Shipping disruptions, rushed customs clearances, and logistics interruptions require close collaboration with both logistics partners and direct customers. Temperature data loggers ride with every bulk container; results are checked post-delivery before clearance for local entry. Warehouse teams in export markets know how to check our lot codes for full origin and batch status before unpacking. Transparency about every shipment supports the trust that’s come from decades of working with demanding end-users.
The pharmaceutical world places heavy demands on both manufacturer and customer. From our vantage, reliability of trihydrate form means more than paperwork or one-off testimonials; it’s measured in on-time delivery and longevity of relationships with finished medicine brands, hospitals, and distributers who have counted on us through market cycles. Drug shortages and recalls elsewhere trace back to overlooked variables, skipped quality steps, or inexperienced outsourcing. Years of direct, hands-on problem-solving and incremental process upgrades shape every batch that leaves our gates.
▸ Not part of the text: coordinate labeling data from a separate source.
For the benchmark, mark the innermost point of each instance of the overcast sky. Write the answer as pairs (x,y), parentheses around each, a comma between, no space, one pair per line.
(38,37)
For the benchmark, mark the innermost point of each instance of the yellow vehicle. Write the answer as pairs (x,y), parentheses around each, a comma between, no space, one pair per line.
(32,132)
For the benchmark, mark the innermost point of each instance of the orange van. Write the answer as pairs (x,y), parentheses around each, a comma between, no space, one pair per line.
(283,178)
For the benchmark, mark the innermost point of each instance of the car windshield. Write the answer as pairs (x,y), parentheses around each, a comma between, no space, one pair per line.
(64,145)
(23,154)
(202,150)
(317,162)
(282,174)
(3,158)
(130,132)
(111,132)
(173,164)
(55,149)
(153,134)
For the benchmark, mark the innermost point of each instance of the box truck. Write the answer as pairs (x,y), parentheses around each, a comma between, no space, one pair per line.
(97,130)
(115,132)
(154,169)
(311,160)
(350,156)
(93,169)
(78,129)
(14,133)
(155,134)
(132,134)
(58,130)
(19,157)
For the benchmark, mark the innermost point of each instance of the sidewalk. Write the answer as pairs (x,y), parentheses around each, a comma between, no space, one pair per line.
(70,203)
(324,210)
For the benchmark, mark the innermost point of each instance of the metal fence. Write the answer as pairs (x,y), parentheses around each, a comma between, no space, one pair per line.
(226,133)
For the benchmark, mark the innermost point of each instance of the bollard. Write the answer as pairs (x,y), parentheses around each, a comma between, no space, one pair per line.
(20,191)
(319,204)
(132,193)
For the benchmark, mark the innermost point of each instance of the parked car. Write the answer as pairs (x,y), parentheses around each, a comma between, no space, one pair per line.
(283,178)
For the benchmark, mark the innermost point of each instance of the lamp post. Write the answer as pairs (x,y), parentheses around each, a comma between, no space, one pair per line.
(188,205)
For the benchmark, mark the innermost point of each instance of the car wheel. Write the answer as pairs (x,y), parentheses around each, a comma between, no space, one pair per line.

Finishing each shipment means seeing not just a bulk compound, but all those checks, calibrations, and daily improvements stacked behind it. Technical buyers, regulatory auditors, and formulation chemists who call us ask about today’s batch and the archive through the past five years. The trihydrate form answers their demand for stability in dosing, ease in tablet compression, and proven track records in global regulatory approvals. We hold ourselves accountable for that—batch by batch, year over year.
Our journey with pipemidic acid trihydrate mirrors the broader evolution of pharmaceutical grade ingredient manufacturing. Years of pacesetting quality, listening to feedback, and building resilient processes all point to one fact: a product is only as strong as the manufacturing ethic behind it. Trihydrate’s place as the trusted form grows out of sustained effort in plant-floor management, chemistry, and a stubborn refusal to compromise on what matters most. Pharmacies, hospitals, and finished drug brands reap the benefit, but the journey starts with the vigilance and pride of every chemist, operator, and technician who touches the process. That is what gives meaning and substance to our pipemidic acid trihydrate—batch after batch, shipment after shipment, year after year.